Friday, December 24, 2010

Reading SIMMAP trees into R

Stochastic character mapping, originally due to Nielsen (2001, 2002) and Huelsenbeck et al. (2003) is a procedure whereby mutations or character substitutions are mapped onto the nodes and branches of a phylogenetic tree. Maps are generated stochastically, but with probability equal to their posterior probability given our transition model. Sampling stochastic character maps, then, may be a good way to capture information about both the states at internal positions in the tree, as well as the timing of character substitution through the phylogeny. As noted in an earlier post, the background of this blog are visualized stochastic character maps for "ecomorph" mapped on the Caribbean Anolis tree (from Mahler et al. 2010).

The program SIMMAP for stochastic mutational mapping was developed by Jonathan Bollback. It performs stochastic mutation mapping, and outputs stochastically mapped trees to file using a modified Newick format. Since stochastic character maps can be very useful for certain kinds of downstream phylogenetic analysis, I was very interested in writing a function that would read these modified Newick trees into R.

The basic format of stochastic character mapped phylogenies in v1.0 of SIMMAP is as follows:

((A:{0,0.3:1,0.4:0,0.3},B:{0,1.0}):{0,1.0},(C:{0,0.25:1,0.75},D:{0,1.0}):{0,1.0});

This is comparable to the standard Newick style tree except that branch lengths have been replaced by { curly brackets } according to the following convention: { state i, time spent in state i : state j, time spent in state j : etc. }.

I'm happy to announce that I have now developed usable code to read SIMMAP v1.0 trees in R. This function, read.simmap(), accepts either or Phylip or Nexus style input files (the latter courtesy in large part to code borrowed from the "ape" function read.tree()). My function creates a modified "phylo" object, with the additional element \$mapped.edge which is a matrix containing the time spent in each state (columns) on each edge (rows) of the tree. The source code for this function is available as a beta test version from my R phylogenetics page, here, along with some very basic description of use.

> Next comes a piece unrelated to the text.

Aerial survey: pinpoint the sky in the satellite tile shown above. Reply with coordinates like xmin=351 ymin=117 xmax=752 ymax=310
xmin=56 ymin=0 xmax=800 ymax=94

Unfortunately, this announcement comes with a hitch. In the most recent release of SIMMAP (v1.5) Bollback has updated the SIMMAP tree format so that the tree above would be represented as follows:

((A:[&map={0,0.3,1,0.4,0,0.3}]1.0,B:[&map={0}]1.0):[&map={0}]1.0,(C:[&map={0,0.25,1,0.75}]1.0,D:[&map={0}]1.0):[&map={0}]1.0);

The reason for this, I surmise, is that now these trees conform to the Newick standard (in which, by convention, text inside [ hard brackets ] is ignored) and thus can be read by programs not specifically designed to read SIMMAP style trees. Unfortunately, Bollback does not provide any means of converting between old and new formatted trees.

I'm working on reading the new SIMMAP format into R as an option in my read.simmap() function. I will keep readers of this blog up to date on my progress on this problem. I will also work on adding the capacity to retain the order of states on each edge, as the present version of my function destroys this information during read-in (retaining only the total time spent in each state on each edge).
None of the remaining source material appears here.